Sopra queste parole ci fermammo. Avevo l'impressione che qualcuno nel salotto ci stesse a guardare. Erano forse le ore dell'anno trascorso, le ore piene di luce e di tenebre che non dovevano tornare mai più.

- Che cosa faranno - disse Egli, colla intonazione scherzosa che gli serviva quasi sempre per nascondere un sentimento profondo - queste sedie, queste poltrone, questo tavolino da lavoro così pieni della vostra fisionomia e del vostro profumo?

- Riposeranno sotto le loro coperte di tela greggia.

- E i vostri due vecchi?

- Poveri vecchi!

- Ed io?.....

- Ah! voi...

Qualcuna delle ore che ci stavano ascoltando dovette fremere nel suo involucro di larva; mi parve che un velo sbattesse nell'aria; mi sentivo presa da mani invisibili. Egli ripetè a voce bassa:

- Che farò io?

- Voi - (era appena un soffio la mia voce) prenderete una compagna.

- E se non volessi prenderla?

Tacqui. Egli ripetè con grande ardore:

- Se non volessi prenderla, dite?...

Non aveva fatto un sol passo verso di me, il suo corpo era rigidamente immobile, ma negli occhi gli bruciava una fiamma.

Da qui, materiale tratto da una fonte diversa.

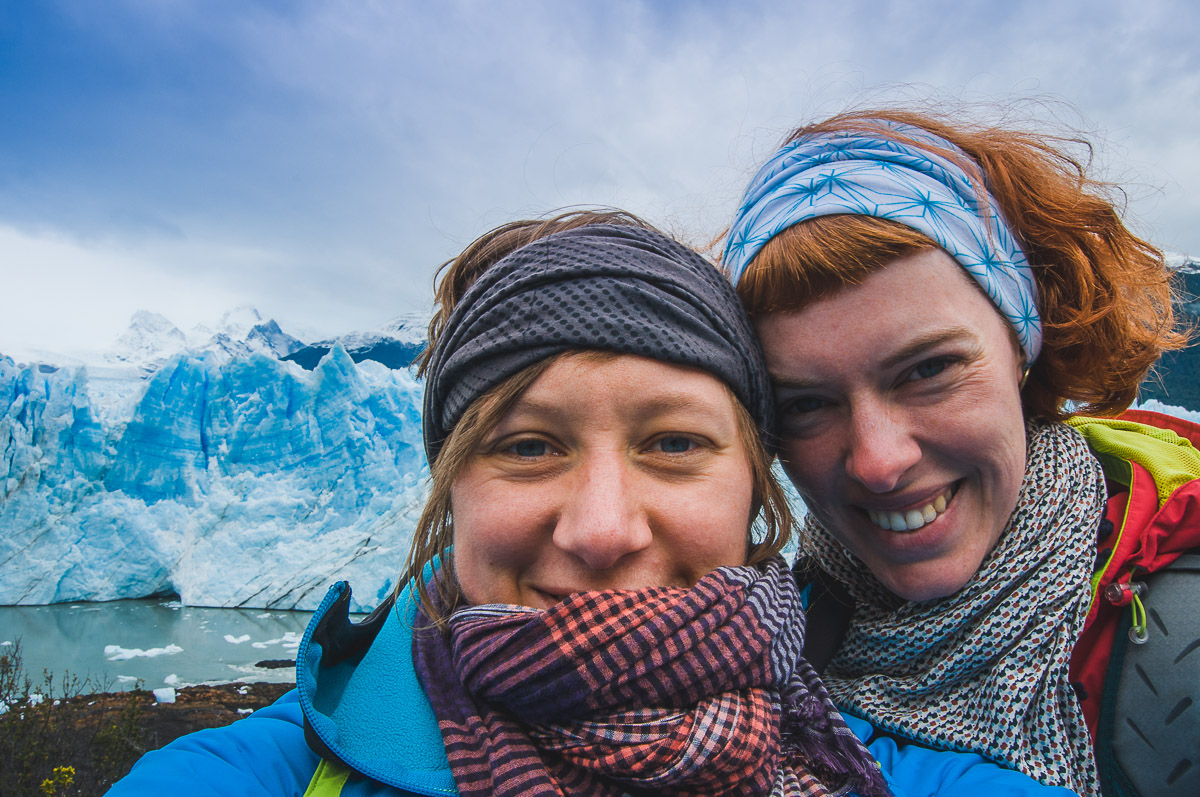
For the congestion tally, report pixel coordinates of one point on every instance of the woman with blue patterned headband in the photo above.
(952, 315)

Misurai tutti i confini della tentazione, ne vidi la profonda dolcezza, sentii salire a me da oscurità ancora inesplorate inauditi fantasmi di ebbrezza e di passione. Una sola parola che pronunciassi ed Egli era mio - lo sentivo - tutto mio in quella solitudine beata, lungi dal mondo, nella primavera che rinasceva, nel mio cuore che si era aperto all'amore, che tremava e palpitava sotto il suo sguardo e nella visione della sua carezza. Tutto si sarebbe rinnovato; le soavi sere, i colloqui confidenti, l'abbandono dell'anima, la gioia di vivere insieme... Era così violento il desiderio che ne tremavo. Ma che cosa ne vedeva Egli? Col capo chino sul mio ricamo tentavo di contarne i punti e solo dopo averli contati risposi:

- Fareste male. Le vie del sogno sono molte, quella della vita è una sola. Dovete ammogliarvi.

- Siete sincera? - domandò, figgendomi gli occhi in volto.

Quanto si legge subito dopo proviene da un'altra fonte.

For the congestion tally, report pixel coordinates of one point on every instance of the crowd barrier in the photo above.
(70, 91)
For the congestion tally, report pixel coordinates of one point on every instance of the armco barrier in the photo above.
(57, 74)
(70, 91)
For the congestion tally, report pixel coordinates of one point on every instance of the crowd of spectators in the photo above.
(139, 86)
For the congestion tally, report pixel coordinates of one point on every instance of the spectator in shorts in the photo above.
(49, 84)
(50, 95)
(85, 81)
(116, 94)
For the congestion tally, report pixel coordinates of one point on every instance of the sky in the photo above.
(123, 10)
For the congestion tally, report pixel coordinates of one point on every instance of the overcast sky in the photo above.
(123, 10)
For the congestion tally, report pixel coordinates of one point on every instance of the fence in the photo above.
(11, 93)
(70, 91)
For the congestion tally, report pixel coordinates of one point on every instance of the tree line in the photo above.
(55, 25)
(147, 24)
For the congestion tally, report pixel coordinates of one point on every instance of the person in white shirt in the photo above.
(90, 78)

Pensai che un momento di debolezza mi avrebbe perduta irremissibilmente.

- Lo sono - risposi.

Egli mi lanciò uno sguardo acuto e chinò la fronte.

Fu quello uno dei nostri ultimi colloqui. Avendo scritto a mio marito che acconsentivo a andare a Parigi col bambino, mi rispose invitandomi ad affrettare la partenza perchè avrebbe potuto venirmi incontro a mezza strada. Il destino aiutava così il mio coraggio.